Au mois de juin, à l’occasion de la publication du rapport annuel, le consultant néerlandais Dynamar s’est montré prudent. Il qualifiait l’année de verre à moitié remplit ou à moitié vide, selon que vous soyez optimiste ou pessimiste. « Depuis 2010, les pertes totales des plus grands armements conteneurisés ont atteint 22 Md$ (un chiffre qui approche les 28 Md$ si nous excluons Maersk Line) », souligne le rapport de Dynamar. Dans le même temps, le volume transporté augmente de 2 % en moyenne.
Dans ce contexte, l’entrée dans l’année 2017 s’est montrée encore sous un jour difficile.

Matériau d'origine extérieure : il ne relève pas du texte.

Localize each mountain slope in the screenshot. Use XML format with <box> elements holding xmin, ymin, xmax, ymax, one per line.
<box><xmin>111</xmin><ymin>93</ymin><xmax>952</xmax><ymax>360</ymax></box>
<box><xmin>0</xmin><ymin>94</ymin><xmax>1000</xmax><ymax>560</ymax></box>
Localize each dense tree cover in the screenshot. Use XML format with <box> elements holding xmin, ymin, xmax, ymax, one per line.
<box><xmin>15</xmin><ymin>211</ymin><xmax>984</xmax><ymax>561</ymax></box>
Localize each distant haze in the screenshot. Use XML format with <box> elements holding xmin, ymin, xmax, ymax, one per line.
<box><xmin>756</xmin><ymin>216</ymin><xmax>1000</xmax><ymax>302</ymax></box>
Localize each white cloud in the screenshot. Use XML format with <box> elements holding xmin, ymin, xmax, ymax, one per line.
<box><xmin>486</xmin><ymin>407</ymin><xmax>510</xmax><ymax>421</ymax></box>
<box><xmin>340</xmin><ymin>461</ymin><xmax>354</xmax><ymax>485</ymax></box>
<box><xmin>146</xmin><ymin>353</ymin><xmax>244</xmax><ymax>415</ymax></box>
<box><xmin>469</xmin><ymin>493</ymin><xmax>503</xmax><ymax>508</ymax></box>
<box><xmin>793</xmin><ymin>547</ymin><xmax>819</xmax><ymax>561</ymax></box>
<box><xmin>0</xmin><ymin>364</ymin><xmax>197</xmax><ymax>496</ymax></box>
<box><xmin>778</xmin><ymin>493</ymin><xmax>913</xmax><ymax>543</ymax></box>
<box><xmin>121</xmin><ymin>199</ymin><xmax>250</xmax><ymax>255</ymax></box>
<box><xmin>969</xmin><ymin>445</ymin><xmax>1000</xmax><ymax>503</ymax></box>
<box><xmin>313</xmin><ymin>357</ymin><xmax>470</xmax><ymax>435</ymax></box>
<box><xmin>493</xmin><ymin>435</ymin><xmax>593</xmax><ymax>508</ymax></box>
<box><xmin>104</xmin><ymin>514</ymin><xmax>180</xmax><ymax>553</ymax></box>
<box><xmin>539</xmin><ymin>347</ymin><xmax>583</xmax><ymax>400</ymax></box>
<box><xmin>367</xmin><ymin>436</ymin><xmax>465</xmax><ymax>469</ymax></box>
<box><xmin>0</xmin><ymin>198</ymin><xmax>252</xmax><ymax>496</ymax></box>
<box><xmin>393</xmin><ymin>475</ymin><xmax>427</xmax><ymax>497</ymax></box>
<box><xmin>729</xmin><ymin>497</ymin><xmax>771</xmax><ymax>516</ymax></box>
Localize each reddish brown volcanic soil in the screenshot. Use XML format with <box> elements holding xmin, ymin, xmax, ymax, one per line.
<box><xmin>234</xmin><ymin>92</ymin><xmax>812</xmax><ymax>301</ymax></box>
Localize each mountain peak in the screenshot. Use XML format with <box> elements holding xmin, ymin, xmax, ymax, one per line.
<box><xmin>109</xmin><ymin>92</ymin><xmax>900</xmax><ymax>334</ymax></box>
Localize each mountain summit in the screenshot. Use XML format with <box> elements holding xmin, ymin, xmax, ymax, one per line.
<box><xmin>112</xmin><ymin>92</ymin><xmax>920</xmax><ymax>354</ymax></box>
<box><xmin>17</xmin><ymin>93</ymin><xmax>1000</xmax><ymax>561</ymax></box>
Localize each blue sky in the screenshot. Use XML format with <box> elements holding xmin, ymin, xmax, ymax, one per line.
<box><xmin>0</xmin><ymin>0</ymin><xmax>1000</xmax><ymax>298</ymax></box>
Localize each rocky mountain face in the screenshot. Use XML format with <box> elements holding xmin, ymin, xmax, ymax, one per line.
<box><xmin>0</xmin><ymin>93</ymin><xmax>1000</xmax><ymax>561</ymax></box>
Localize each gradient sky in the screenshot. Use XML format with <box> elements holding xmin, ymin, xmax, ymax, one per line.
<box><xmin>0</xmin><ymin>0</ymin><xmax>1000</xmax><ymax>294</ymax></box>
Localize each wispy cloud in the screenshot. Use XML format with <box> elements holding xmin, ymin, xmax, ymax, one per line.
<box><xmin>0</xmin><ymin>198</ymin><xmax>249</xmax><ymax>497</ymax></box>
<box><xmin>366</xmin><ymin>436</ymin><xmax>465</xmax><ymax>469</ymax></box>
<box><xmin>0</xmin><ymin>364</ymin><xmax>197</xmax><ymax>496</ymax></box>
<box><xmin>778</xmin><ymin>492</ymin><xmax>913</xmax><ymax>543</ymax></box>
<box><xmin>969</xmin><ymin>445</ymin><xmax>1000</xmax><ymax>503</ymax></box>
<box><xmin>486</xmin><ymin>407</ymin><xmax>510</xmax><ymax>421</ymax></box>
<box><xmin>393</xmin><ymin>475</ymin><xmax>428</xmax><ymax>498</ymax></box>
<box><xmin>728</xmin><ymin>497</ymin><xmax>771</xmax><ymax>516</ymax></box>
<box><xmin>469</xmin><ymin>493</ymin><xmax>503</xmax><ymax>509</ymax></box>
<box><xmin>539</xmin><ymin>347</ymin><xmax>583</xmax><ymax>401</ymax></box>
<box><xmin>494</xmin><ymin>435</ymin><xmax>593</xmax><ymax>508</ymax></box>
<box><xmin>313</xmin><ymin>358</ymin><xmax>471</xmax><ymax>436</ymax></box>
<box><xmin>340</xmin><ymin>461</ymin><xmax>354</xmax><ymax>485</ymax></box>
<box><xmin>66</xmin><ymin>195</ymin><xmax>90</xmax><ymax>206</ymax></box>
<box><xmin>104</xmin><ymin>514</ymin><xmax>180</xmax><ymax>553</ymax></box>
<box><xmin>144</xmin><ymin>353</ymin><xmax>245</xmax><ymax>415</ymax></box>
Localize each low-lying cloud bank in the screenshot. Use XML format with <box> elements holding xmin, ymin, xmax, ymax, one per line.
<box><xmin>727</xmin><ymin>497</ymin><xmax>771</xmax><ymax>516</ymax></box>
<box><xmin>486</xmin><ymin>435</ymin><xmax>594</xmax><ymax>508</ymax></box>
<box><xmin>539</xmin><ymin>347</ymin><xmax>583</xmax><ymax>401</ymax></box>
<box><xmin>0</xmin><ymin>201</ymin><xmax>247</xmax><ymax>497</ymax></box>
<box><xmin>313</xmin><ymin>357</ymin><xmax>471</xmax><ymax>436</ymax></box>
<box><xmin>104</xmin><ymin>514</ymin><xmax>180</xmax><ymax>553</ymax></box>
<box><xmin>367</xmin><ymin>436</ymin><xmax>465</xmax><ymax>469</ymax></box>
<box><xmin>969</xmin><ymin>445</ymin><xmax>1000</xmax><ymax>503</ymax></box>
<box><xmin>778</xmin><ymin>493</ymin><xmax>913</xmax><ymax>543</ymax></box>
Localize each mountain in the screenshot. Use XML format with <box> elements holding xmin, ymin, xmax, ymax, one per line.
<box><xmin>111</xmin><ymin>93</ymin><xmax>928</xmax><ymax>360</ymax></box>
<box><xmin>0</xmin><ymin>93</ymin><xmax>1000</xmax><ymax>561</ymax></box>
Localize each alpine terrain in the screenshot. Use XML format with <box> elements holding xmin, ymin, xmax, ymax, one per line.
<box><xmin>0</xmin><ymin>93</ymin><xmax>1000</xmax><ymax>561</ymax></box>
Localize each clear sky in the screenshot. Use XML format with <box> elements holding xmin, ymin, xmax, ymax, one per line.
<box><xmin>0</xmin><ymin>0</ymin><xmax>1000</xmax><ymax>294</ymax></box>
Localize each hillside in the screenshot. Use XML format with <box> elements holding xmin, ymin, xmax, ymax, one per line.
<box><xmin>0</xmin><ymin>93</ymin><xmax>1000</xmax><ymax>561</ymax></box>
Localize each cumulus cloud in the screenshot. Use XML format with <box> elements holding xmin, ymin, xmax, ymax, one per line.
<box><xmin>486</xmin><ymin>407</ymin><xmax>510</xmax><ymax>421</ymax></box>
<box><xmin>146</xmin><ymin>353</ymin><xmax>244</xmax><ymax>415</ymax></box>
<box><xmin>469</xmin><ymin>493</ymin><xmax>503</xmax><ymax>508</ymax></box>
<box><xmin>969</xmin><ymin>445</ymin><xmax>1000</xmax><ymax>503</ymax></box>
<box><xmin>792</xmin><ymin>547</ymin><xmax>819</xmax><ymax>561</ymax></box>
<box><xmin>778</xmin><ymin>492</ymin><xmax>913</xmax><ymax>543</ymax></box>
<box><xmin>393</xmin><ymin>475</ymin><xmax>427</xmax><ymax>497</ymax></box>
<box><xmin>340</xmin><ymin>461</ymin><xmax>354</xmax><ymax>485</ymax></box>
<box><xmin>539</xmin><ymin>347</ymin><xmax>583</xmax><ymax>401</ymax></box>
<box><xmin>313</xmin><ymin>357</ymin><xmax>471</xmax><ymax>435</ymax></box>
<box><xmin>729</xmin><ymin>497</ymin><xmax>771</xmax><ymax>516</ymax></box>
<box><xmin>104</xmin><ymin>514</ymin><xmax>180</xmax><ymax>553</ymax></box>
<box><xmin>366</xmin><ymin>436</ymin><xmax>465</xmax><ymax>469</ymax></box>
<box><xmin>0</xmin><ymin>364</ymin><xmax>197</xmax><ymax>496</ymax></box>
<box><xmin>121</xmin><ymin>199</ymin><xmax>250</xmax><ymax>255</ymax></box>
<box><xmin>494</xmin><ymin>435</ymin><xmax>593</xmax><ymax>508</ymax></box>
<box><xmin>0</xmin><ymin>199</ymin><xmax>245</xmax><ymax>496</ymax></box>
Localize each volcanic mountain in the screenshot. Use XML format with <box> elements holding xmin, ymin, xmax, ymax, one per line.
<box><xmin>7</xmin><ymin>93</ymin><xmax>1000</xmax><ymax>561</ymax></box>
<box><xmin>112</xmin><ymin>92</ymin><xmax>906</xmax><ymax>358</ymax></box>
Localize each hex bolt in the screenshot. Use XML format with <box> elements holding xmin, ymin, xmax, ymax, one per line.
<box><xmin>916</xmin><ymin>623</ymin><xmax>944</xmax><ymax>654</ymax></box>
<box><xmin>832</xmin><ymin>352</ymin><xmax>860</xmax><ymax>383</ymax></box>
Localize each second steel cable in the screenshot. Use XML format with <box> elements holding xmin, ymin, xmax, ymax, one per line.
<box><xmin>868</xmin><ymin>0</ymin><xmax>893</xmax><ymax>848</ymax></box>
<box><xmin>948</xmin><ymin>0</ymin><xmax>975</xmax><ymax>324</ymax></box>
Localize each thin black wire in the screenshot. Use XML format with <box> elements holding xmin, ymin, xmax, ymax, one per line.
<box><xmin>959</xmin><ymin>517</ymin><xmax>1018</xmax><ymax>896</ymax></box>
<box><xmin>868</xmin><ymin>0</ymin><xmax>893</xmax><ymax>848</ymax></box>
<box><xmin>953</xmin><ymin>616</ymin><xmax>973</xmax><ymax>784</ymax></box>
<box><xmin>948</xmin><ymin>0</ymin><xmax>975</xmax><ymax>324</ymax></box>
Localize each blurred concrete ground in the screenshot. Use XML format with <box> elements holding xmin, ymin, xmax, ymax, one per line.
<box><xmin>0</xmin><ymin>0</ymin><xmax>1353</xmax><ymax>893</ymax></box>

Les événements ont cependant laissé un peu d’espoir. Dès les premiers mois de l’année 2017, le nombre de navires envoyés à la casse a augmenté. Au cours du premier trimestre, 78 navires représentant 248 500 EVP de capacité ont été détruits, soit 9,6 % de plus. Le marché aurait-il enfin compris que la surcapacité endémique du secteur doit trouver une solution au travers d’une autorégulation? Les analystes ont rapidement déchanté. Dès le deuxième trimestre de l’année, les commandes de navire de plus de 14 000 EVP ont repris. Ce sont quelque 54 navires pour une capacité de 920 000 EVP qui ont été commandés. Dans le même temps, il est prévu que les volumes traités devraient continuer de croître dans les prochaines années. Alors si les armateurs acceptent de restreindre l’augmentation de capacité à son minimum, le verre pourrait se remplir.
Dans une note publiée le 5 décembre, Fitch Rating indique que la meilleure forme du transport maritime conteneurisé reste fragile. Depuis le début de l’année, les taux de fret ont augmenté, constate Fitch Rating, mais la surcapacité demeure dans ce secteur. L’agence de notation estime que la capacité de transport devrait augmenter de 5,5 % en 2018 contre une croissance de 4,5 % des volumes.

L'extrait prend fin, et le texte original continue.